The course syllabus is at: http://www.daimi.au.dk/~ups/OOVM/. There are
links to most of the important papers you will need to read there.

Cheers,
Dave

Thiago Silva

unread,

Oct 14, 2006, 10:03:15 AM10/14/06

to strongtal...@googlegroups.com

Hi Dave,

Thanks for the checklist. I'm going to study ASAP :-)

Thiago Silva

tim Rowledge

unread,

Oct 14, 2006, 2:16:24 PM10/14/06

to strongtal...@googlegroups.com

Thanks for that pointer Dave; if people want a lighter start I would
offer my own chapter in the squeak 'nublue' book which is available
online as http://www.rowledge.org/tim/squeak/OE-Tour.html

Since it is a simple, short, description of the squeak vm workings it
might get readers off to a gentle start and prepare them for the rest.

tim
--
tim Rowledge; t...@rowledge.org; http://www.rowledge.org/tim
Oxymorons: Legally drunk

br...@kampjes.demon.co.uk

unread,

Oct 14, 2006, 6:14:22 PM10/14/06

to strongtal...@googlegroups.com

David Griswold writes:
> - some basic facts about modern CPU architecture: why self-modifying code is
> very slow, why computed and indirect branches are slow.

A good book on modern CPU architecture is "Computer Architecture: A
Quantitative Approach" by John L. Hennessy and David A. Patterson
published by Morgan Kaufmann. ISBN: 1558807242. It's about 900 pages
but the chapters can be read individually. It's a tour through current
hardware design from CPU pipelines to building clusters. For the
fundamentals today it's probably the best thing available.

For details on the instruction sets the guides produced by AMD and
Intel are fine both are freely available on the web. They include
everything that you'll need to know about the x86 instruction set.
Either companies instruction set guides are good, I think Intel's are
better. AMD's optimization guide is better, it has a lot more detail
on what's going on. Intel's optimization guide has too much space
dedicated to top tips and too little to how things work.

http://www.amd.com/us-en/Processors/TechnicalResources/0,,30_182_739_7044,00.html

http://www.intel.com/design/pentium4/manuals/index_new.htm

Branch predictor information is harder to find. There's definitely
information available but I don't have links handy. "Computer
Architecture" covers the techniques.

Bryce

David Griswold

unread,

Oct 15, 2006, 4:11:31 AM10/15/06

to strongtal...@googlegroups.com

Thanks Bryce, those look like great references.
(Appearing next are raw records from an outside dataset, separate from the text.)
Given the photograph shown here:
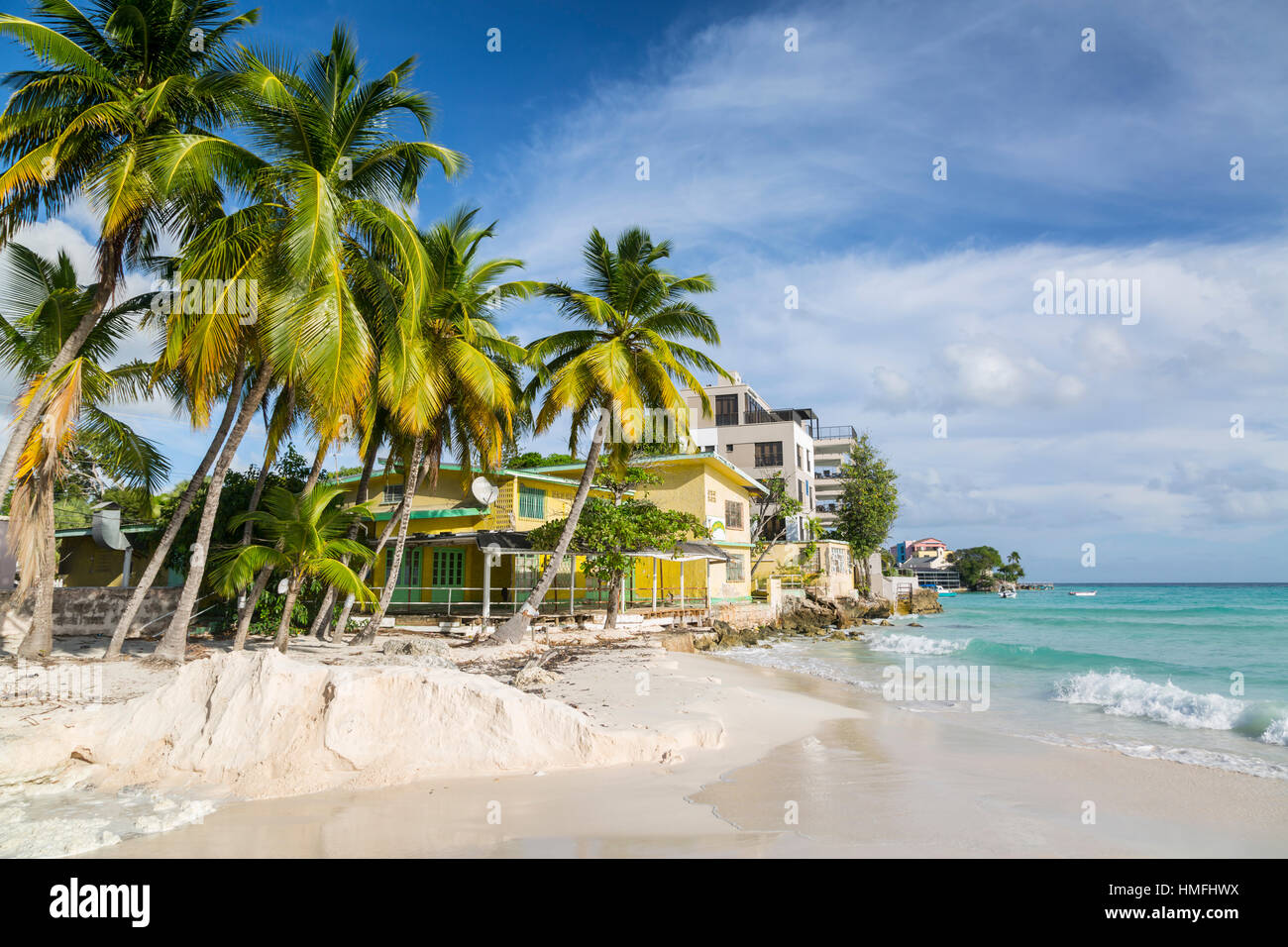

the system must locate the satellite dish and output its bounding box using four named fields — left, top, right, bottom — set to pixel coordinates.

left=90, top=502, right=130, bottom=550
left=471, top=476, right=501, bottom=506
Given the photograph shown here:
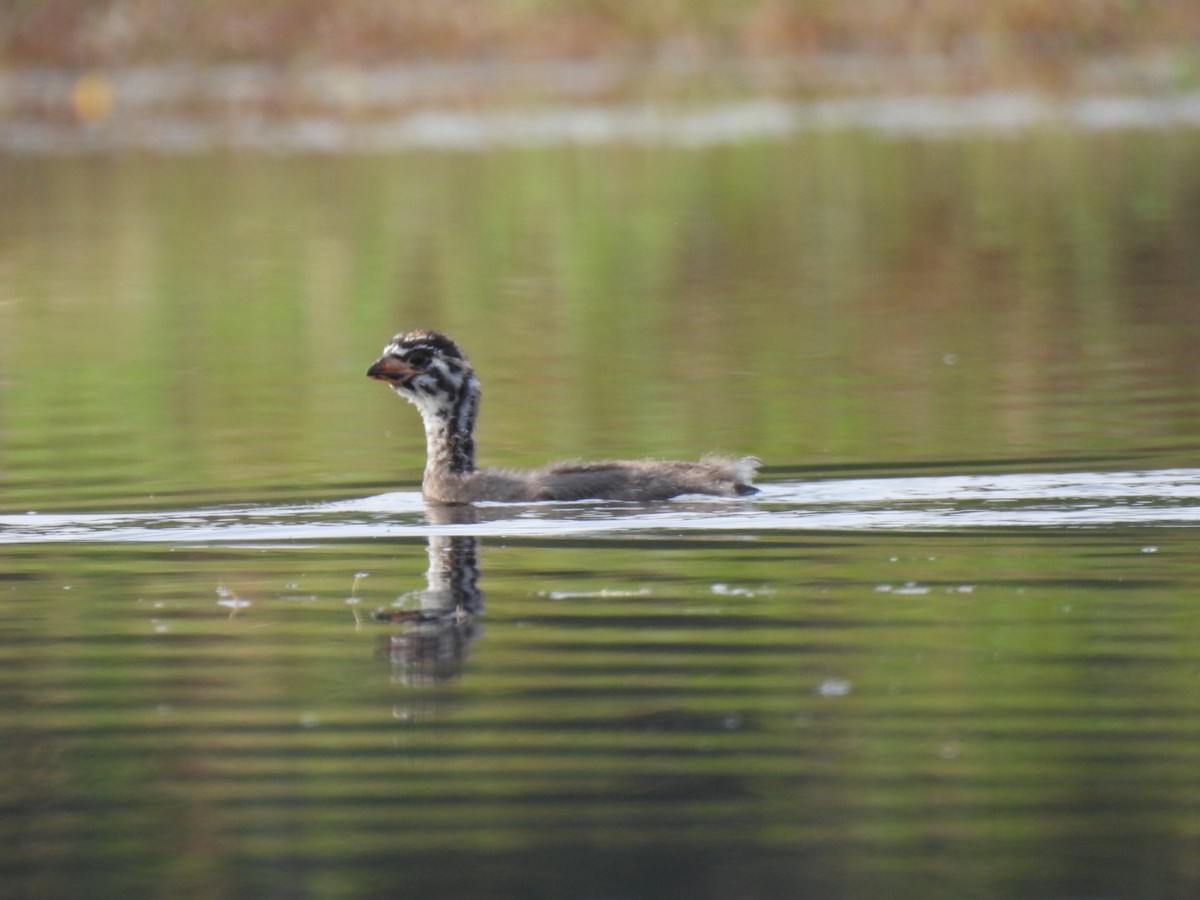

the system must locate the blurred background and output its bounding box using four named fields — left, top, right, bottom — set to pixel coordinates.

left=7, top=7, right=1200, bottom=900
left=0, top=0, right=1200, bottom=509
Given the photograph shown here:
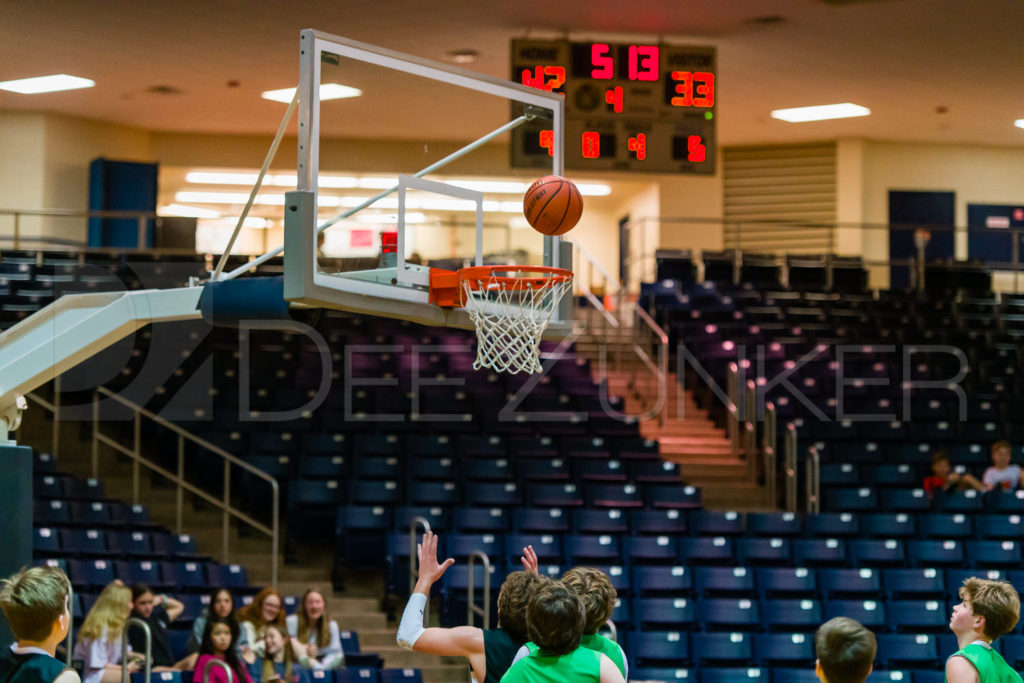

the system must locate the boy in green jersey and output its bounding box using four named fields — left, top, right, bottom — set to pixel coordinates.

left=501, top=579, right=626, bottom=683
left=946, top=577, right=1021, bottom=683
left=814, top=616, right=878, bottom=683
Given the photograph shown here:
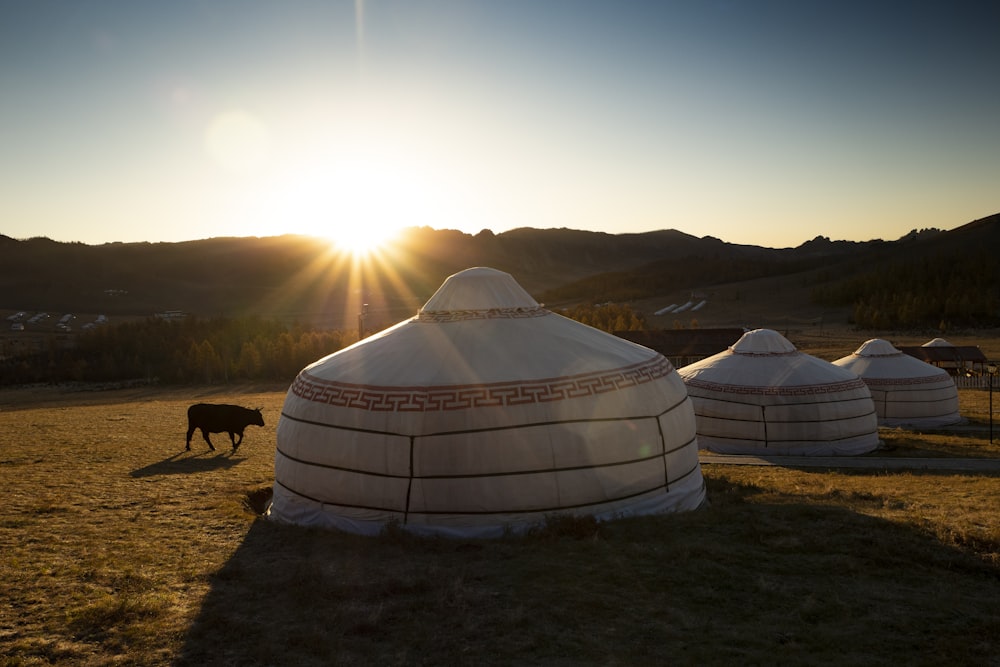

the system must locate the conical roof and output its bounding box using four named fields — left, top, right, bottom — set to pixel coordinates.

left=271, top=267, right=704, bottom=536
left=833, top=338, right=962, bottom=427
left=678, top=329, right=878, bottom=456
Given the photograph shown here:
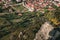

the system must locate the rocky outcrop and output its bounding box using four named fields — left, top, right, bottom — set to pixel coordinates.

left=34, top=22, right=54, bottom=40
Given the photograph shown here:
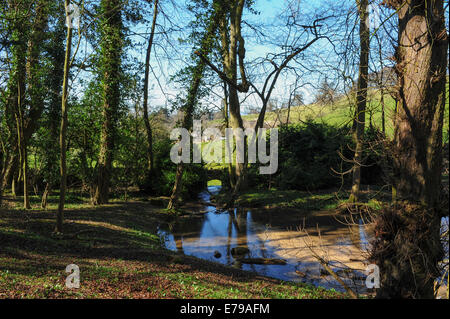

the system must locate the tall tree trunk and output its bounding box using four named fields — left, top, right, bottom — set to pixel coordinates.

left=93, top=0, right=123, bottom=205
left=45, top=1, right=67, bottom=208
left=221, top=0, right=248, bottom=198
left=167, top=4, right=221, bottom=209
left=349, top=0, right=370, bottom=203
left=143, top=0, right=158, bottom=188
left=55, top=0, right=72, bottom=233
left=371, top=0, right=448, bottom=298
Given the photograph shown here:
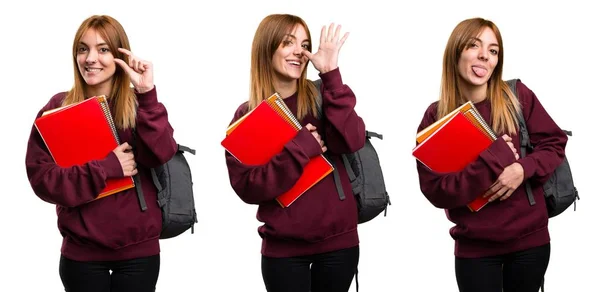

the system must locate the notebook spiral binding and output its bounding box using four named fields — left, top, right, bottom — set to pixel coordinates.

left=98, top=96, right=121, bottom=145
left=467, top=108, right=497, bottom=140
left=269, top=93, right=302, bottom=130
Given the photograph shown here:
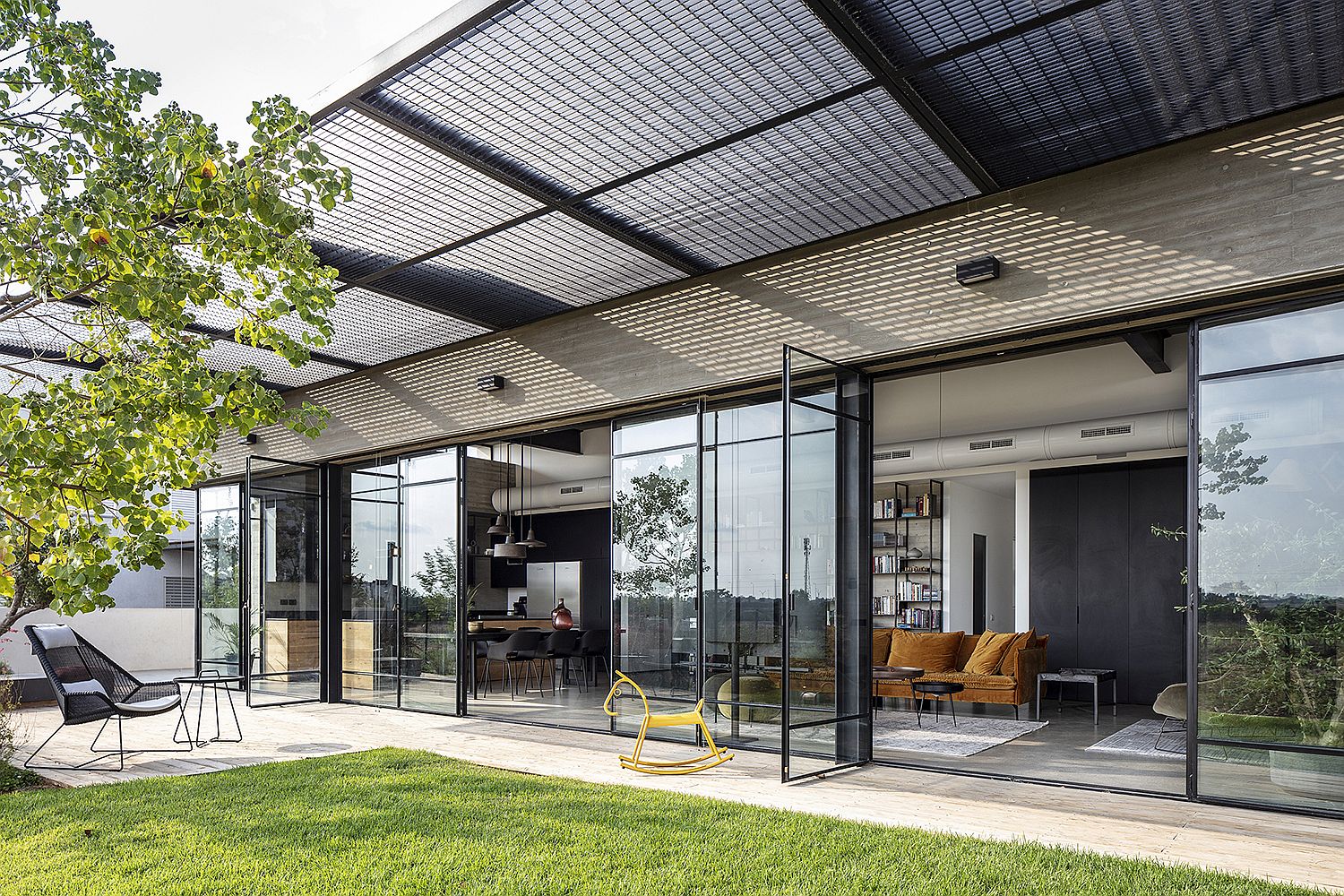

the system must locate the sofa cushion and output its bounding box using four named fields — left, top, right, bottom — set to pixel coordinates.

As for the details on branch target prediction, the great thing about
inline-caches
and uncommon traps is that they depend much less on branch target prediction
than do
C++ vtable calls. Inline caches effectively act like an infinite branch
target
prediction table.

This is such an important effect that I recently noticed that Microsoft has
apparently
actually gotten rid of vtable dispatch in C++ on .NET and is now using
something much more
like what Strongtalk uses (but without PICs). Apparently, monomorphic calls
are done
with an inline-cache, and polymorphic calls are patched to a hashed lookup,
which is
almost exactly what we do minus PICs and inlining:
http://blogs.msdn.com/vancem/archive/2006/03/13/550529.aspx

I wonder where they got that idea from!?
Cheers,
-Dave

eliot....@gmail.com

unread,

Oct 16, 2006, 3:31:00 PM10/16/06

to Strongtalk-general

Hi David,

let me chip in on closures...

David Griswold wrote:
> Hi all,
>
>
> So, for those of you who want to work on the Strongtalk VM, you will need to
> have a solid background in modern object-oriented virtual machine design,
> and the reasons why it is done that way. I am assuming you have some kind
> of system programming experience, knowledge of C and C++, and have at least
> taken a course or read a book on basic compiler design. At the highest
> level, here is a checklist of some of the basic principles you will need to
> have a good understanding of:
>
> - how method dispatch has traditionally been done in Smalltalk
> (inline-caching) and why it works (most sends have low dynamic polymorphism)
>
> - tagging in unified data-model languages (allowing unboxed small integers)
>
> - closures: what they are and the three basic types of blocks in a
> full-closure Smalltalk: open (pure functions with no closure), copying
> (constant closure can be constructed independent of context), and full
> (closure is mutable so context must be reified).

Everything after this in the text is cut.